For the full MCP comparison setup (preambles, baseline vs with-MCP configs), see the next section.

## MCP Comparison Experiments

Compare agent performance with and without MCP tools (Sourcegraph, GitHub, etc.).

### Avoid the ground-truth tautology (read first)

When `--mcp-families` mining writes ground truth using a single backend (e.g. Sourcegraph's `sg_find_references`), and the experiment then gives one config the *same* MCP tool, the with-MCP config can score 1.0 simply because it called the backend that wrote the answer key. The reported delta then measures "did the agent invoke the grading rubric" rather than tool value (tracked as `codeprobe-ekhi`).

codeprobe ships three structural mitigations that are on by default; do not disable them unless you know what you are giving up:

1. **Multi-source consensus mining** — `--mcp-families` runs every available backend (`sourcegraph`, `ast`, `grep`) and only ships tasks where ≥2 backends agree above `--consensus-threshold` (default `0.8` pairwise file-level F1). Tasks below the threshold are quarantined under `tasks_quarantined/` with a `divergence_report.json`. `--consensus-mode intersection` (default) keeps the high-precision intersection; `--consensus-mode union` keeps everything any backend found. `--no-consensus` reverts to legacy single-backend GT and is unsafe for MCP-vs-no-MCP comparisons.
2. **Tool-independent AST oracle** — `--backend ast` (also one of the consensus backends) resolves ground truth via Python `ast` and a Go scanner, with no dependency on Sourcegraph or grep. Use it as a standalone backend or as the independent leg of consensus.
3. **Aggregate-time bias detection** — `codeprobe experiment aggregate` flags `backend_overlap`, `overshipping`, and `no_independent_baseline` patterns before printing the score table. See [How to read aggregate output](#how-to-read-aggregate-output).

After mining, also run cross-validation to surface remaining divergences across the per-backend ground-truth files:

```bash
codeprobe mine-cross-validate /path/to/repo/.codeprobe/tasks \
  --threshold 0.6   # exit 1 if any pair falls below — useful in CI
```

The full command set above is the supported path for honest MCP-vs-no-MCP measurement; tasks that survive consensus + cross-validation are independent of the agent's tool surface and safe to publish.

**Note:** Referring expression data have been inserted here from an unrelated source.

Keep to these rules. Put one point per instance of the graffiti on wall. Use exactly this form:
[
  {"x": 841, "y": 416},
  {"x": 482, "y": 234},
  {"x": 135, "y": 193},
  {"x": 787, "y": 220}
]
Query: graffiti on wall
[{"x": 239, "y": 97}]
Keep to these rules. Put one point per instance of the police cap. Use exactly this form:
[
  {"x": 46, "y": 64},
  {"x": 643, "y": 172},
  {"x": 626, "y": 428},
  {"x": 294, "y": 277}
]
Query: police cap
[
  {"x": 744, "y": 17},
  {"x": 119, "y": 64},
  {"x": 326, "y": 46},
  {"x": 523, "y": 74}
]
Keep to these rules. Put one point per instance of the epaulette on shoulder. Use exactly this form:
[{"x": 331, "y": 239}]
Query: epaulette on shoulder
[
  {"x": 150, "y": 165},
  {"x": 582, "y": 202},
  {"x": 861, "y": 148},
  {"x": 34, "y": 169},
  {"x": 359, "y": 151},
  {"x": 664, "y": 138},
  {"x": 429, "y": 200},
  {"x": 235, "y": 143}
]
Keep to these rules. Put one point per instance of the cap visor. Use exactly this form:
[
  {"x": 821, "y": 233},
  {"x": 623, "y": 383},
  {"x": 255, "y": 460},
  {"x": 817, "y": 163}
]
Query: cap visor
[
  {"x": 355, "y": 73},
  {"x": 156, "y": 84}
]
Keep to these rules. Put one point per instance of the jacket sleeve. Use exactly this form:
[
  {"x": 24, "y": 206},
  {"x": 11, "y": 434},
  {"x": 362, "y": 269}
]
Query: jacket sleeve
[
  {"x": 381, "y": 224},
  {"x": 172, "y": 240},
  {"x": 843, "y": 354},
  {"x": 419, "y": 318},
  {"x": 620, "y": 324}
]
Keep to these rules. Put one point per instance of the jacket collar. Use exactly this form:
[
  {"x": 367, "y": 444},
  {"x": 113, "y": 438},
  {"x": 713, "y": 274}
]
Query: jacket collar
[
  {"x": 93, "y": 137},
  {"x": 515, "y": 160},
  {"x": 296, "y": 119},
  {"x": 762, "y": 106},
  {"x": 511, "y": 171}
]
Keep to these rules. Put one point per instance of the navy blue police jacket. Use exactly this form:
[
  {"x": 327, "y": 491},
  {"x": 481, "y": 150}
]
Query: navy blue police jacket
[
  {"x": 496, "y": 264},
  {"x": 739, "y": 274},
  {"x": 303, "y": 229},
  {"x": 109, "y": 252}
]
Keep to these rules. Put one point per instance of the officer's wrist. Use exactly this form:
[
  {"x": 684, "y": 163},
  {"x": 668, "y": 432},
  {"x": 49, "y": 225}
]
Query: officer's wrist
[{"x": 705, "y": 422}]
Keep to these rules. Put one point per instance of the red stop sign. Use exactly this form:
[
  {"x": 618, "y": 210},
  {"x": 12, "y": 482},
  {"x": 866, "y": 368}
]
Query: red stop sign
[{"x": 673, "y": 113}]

### Mine org-scale comprehension tasks

```bash
# Set up Sourcegraph credentials (used as one of the consensus backends)
export SOURCEGRAPH_TOKEN="your-token"

# Mine MCP-optimized tasks with default consensus across sourcegraph + ast + grep
codeprobe mine /path/to/repo \
  --org-scale --mcp-families --count 5 \
  --no-interactive --no-llm \
  --sg-repo github.com/sg-evals/your-repo

# Optional: cross-validate the resulting per-backend ground truths
codeprobe mine-cross-validate /path/to/repo/.codeprobe/tasks
```

MCP task families: `symbol-reference-trace`, `type-hierarchy-consumers`, `change-scope-audit`.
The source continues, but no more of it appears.